Data & Policy Context

  • North-East Indian migration to metros has risen significantly due to education & services employment — also increasing exposure to discrimination.
  • Supreme Courtappointed Bezbaruah Committee (2014) recommended:
    • Criminalising racial slurs through IPC amendments,
    • Special police procedures, fast-tracking complaints,
    • Integration & sensitisation measures in institutions.
  • Government initiatives since then:
    • Dedicated police helplines, Nodal Officers for North-East in major cities,
    • Special Unit for North-East People (SPUNER) in Delhi Police.
  • Despite measures, implementation gaps persist → under-reporting, weak enforcement, social stigma.

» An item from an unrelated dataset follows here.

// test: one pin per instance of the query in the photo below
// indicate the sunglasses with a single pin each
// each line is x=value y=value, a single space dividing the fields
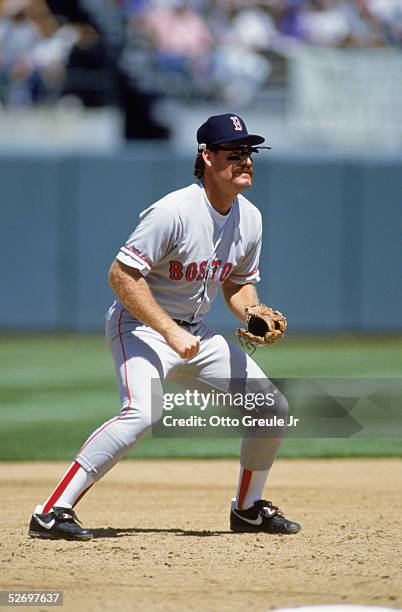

Structural Causes of Casual Racism

  • Stereotyping + ignorance about cultural diversity
  • Urban “othering” of migrants (appearance, language, lifestyle markers)
  • Lack of sensitisation in schools & universities
  • Weak deterrence & complaint redressal
  • Media and pop-culture caricatures reinforcing bias

Impacts

  • Psychological harm, alienation, social insecurity
  • Erodes constitutional values of equality & dignity
  • Weakens national integration & trust in institutions
  • Produces hostile learning / working environments

Policy & Institutional Responses Needed

  • Zero-tolerance codes in universities & workplaces; time-bound disciplinary action.
  • Clear legal classification of racial slurs as punishable offences (per Bezbaruah recommendations).
  • Mandatory sensitisation & diversity training for students, staff, police.
  • Anonymous & accessible grievance channels; counselling support.
  • Curriculum inclusion on culture, ethnicity, migration & citizenship.
  • Community outreach to counter stereotypes and misinformation.

Best Practices

  • UK / US universities: anti-racism ombuds, bias-incident reporting portals, restorative processes + penalties.
  • OECD evidence: strong institutional signals reduce repeat bias incidents and improve belonging outcomes.

Way Forward

  • Recognise Report → Redress → Reform Repeat monitoring
  • Treat casual racism as institutional risk, not individual misconduct.
  • Promote a culture of speaking up & allyship — everyday accountability.